PyConMY 2025

PyConMY 2025

Building Polaris: A Data Discovery and Metadata Management Agent
2025-11-01 , Hall 1

In a world drowning in data, finding the right dataset is a persistent challenge. Our data team solved this by building Polaris, a custom agent designed to automate data discovery and metadata management. In this talk, we'll walk you through how we built this powerful tool, from the automations involved to our practical use of LLMs. Join us to learn how a homegrown system can solve a real-world problem and the valuable lessons we learned along the way.

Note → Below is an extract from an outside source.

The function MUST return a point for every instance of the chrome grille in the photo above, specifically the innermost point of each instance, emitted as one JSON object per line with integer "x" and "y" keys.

In a world drowning in data, finding the right dataset at the right time is a persistent challenge. Our data team faced this head-on, spending countless hours manually cataloging and searching for data. The solution was Polaris, a custom-built agent designed to automate data discovery and metadata management.
In this talk, we will walk you through the journey of building Polaris. We'll explore its architecture, which leverages a unified metadata index with a Vector DB for semantic search and a Graph DB for join discovery.
We'll delve into the practical applications of a Large Language Model (LLM) Agent to automate key tasks like generating table and column descriptions, and we'll share how this intelligence transforms the user experience.
This is a story about solving a real-world business problem with a homegrown, agent-based system, and the valuable lessons we learned about building robust, data-centric tools.